With regard to the biomass projections, we've had a wonderful set of scientists. It started when we brought the trawl survey over in 1996-1997 with Mikio Moriyasu and the gulf-based snow crab assessment unit. In about 2002 or 2003 the Scotia-Fundy region took over its own science assessment with Dr. Jae Choi, a brilliant scientist, and we've had a spectacular relationship. I myself have a master's degree in science, and we have a great ability to communicate effectively.
We had the built-up biomass that came in the early 2000s and started to fish it. Unfortunately, for some particular reason, we lost all forms of recruitment. The female population disappeared. Everything looked bleak. In 2005 it looked very bleak, and we continued to take rapid serious cuts because that was the recommendation.
What ended up happening was that in about 2007 it attenuated on the bottom end, and then we've seen recruitment pulses start to come. There was a little blip, and it's grown. There is a series of histograms, and the picture would speak 1,000 words, but it has grown significantly.
Through that period of time, the 61 licences that were created in 2005 have all shared equally in the growth. Last year there was a 31% increase in the TAC. This year there is another 22% increase. The new corporate participants received a 31% increase last year and a 22% increase this year. They're over 50% above where they were just a few years ago, as all of us are, because it's been shared equally among us.
The prognosis for the future is that we still have recruitment pulses or waves coming in. The fishery looks very bright for the next two or three years. Then we are likely to experience some form of decline, as with all fisheries.

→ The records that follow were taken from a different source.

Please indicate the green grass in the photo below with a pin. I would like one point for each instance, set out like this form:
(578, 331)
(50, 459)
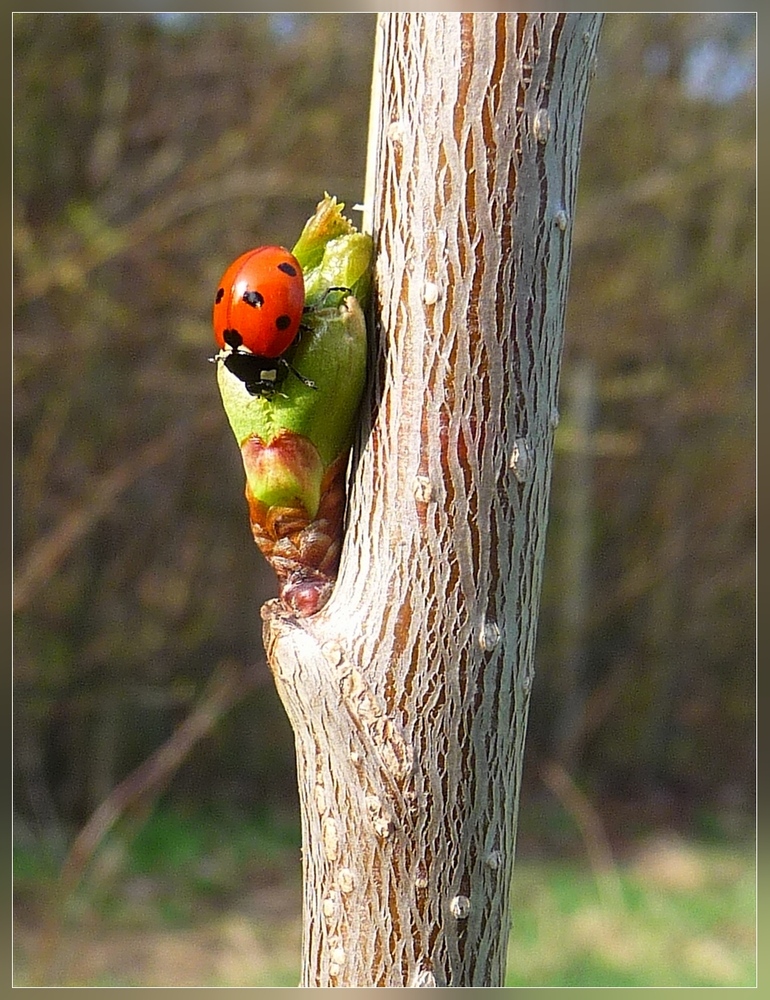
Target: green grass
(214, 900)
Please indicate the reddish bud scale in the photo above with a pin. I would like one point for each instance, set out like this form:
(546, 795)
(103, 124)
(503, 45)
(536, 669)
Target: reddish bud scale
(303, 551)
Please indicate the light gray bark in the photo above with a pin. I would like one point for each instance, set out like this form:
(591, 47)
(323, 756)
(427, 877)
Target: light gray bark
(408, 692)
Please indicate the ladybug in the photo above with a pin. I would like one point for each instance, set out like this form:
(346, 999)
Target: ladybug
(258, 310)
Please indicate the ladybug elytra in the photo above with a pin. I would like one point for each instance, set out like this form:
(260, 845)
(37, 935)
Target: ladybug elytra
(257, 315)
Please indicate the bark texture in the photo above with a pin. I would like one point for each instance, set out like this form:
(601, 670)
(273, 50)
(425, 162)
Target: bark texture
(408, 692)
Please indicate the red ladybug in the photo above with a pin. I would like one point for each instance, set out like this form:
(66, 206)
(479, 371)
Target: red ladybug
(257, 314)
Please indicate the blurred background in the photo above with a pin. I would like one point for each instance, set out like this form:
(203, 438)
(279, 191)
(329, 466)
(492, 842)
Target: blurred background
(150, 746)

The increase that we're experiencing right now has occurred significantly more rapidly than what the scientists would have predicted. In 2005 there was no vision of any rebound at all, but it seems that the serious and significant cuts that we took have led to a more rapid rebound, and we're actually at the point now of having quite a bit of recruitment as well as fishing the resource. Last year, for example, the fishable biomass rose 45%. We took a 22% increase because there are reasons to be cautious still, but there was a 45% increase in our fishable biomass estimates from 2009 to 2010, which is huge. Again, a lot of that is attributed to the kind of cuts we have made. That is where we say we try to make the right decisions, because we interact with the science and respond to it.
I don't want to talk too much about what was discussed in the previous group, but the permanent fleet and the aboriginal fleet fully funded the trawl survey before the corporate licence holders came, and they will continue to pick up the slack. It will be funded 100%, regardless of whether they pay or they don't. It was crucially important to get them here, and it is still crucially important, so we have funded the survey for the last three years. They haven't fully paid in any one of those years, but it has just gotten worse.
That was the biomass issue.
I'm sorry; what was your formula question?